Divisive research plan axed

十月 31, 2003

Funding chiefs look set to sidestep the government's controversial proposals for further concentration of research as set out in January's higher education white paper.

The move represents a near-total undoing of the government plans and is a vindication for those, including vice-chancellors, research councils and MPs - backed by The THES - who campaigned against further concentration.

Under the model being considered by all four of the nation's funding bodies, the distinction between different degrees of research excellence would be far less divisive.

Instead of the present hard distinctions between the different grades identified by the research assessment exercise, the funding bodies would almost certainly adopt a more graduated scale of research excellence.

Adoption of this model - proposed by Sir Gareth Roberts in his recent review of research assessment and backed unanimously by 300 respondents to the consultation - would soften the blow being dealt to departments that just fail to make the grade.

The English funding council this week denied that research concentration had occurred to the extent portrayed.

While the funding to departments graded 4 - demonstrating nationally excellent work - in the 2001 RAE has been cut, there has been a migration of staff to higher-rated departments.

Rama Thirunamachandran, director of research at the Higher Education Funding Council for England, said: "There are almost as many staff - some 22,000 - in the 5 and 5* rated units in the 2001 RAE as there were in total in all 4, 5 and 5* units in 1996, which was 23,000 people.

"This means that we are actually funding more researchers at a higher unit of resource after the 2001 RAE. This has necessarily limited the funds available for units rated below 5.

"The whole debate is rather overheated and has created more heat than light. This is particularly unfortunate at a time when the last spending review provided considerably more funding for research - a £1.25 billion addition in 2005-06 compared with 2002-03."

He said that he was not sure the debate would even have taken off had the white paper not introduced the idea of a 6* grade, which received £20 million.
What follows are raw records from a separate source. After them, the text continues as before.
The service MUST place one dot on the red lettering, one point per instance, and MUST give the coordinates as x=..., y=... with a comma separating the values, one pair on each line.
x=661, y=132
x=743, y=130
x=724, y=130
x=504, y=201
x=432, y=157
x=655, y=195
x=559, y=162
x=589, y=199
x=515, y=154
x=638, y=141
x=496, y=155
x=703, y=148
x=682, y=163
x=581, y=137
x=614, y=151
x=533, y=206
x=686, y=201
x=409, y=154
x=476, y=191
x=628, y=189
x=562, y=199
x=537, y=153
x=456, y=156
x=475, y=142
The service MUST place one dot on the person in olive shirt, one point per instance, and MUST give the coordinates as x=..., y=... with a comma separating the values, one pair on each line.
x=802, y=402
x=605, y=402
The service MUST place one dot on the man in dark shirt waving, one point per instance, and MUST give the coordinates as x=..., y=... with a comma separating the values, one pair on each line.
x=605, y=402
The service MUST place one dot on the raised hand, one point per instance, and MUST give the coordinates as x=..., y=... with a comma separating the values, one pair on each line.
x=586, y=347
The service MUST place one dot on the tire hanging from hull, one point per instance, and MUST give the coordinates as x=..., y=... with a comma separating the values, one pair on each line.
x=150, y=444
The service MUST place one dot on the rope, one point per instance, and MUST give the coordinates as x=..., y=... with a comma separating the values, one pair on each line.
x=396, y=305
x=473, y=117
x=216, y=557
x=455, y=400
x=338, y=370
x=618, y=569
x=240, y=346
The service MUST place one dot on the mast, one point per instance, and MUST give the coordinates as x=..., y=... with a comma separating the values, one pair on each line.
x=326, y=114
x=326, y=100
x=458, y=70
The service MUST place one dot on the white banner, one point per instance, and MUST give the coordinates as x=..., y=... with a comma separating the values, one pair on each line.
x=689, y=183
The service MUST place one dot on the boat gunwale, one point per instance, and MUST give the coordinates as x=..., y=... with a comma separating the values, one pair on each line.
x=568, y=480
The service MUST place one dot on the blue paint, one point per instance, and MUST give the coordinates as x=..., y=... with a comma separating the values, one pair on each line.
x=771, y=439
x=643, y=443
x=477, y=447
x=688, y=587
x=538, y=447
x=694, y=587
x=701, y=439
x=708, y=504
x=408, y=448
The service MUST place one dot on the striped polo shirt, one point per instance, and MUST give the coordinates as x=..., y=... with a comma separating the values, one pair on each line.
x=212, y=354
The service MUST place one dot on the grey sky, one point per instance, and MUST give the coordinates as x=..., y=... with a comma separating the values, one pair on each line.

Mr Thirunamachandran rejected research commissioned by Universities UK from consultants Evidence, published last week, which argues that the government has produced no evidence to back its plans to concentrate research funding.

He said the report for UUK "totally fails to take account of the fact that there will always be a limit on the amount of public funding for research".

A UUK spokesperson said: "We recognise that the overall level of funding is limited. We have, however, reiterated the importance of maintaining a balance between funding for the very top-rated departments, protecting excellence where it exists across the sector and support for emerging and improving research.

"The Evidence findings underpin the importance of this approach for the research base, highlighting the contribution of nationally excellent departments, notably grade 4 departments that perform above the world average in science, for example."

Evidence's Jonathan Adams said: "We recognise there's a limited pot and more money should be concentrated on the best - but the key issue is the steepness of the slope."

He said the differential in use "makes the slope so steep that it's difficult to see how lower grades can make the step up". But he welcomed the plan for continuous grading as "a good thing".

Higher education minister Alan Johnson told The THES earlier that he was listening to the view that some aspects of research policy were not white-paper issues. He said that while the higher education bill was the government's priority over the next few months, it would "take great pains to ensure we are getting (research policy) right".

A spokeswoman for the Department for Education and Skills said the white paper proposals were intended to "provide extra support to our very best research departments to ensure that they can continue to recruit, reward and retain the best researchers in order to compete with their strongest international competitors".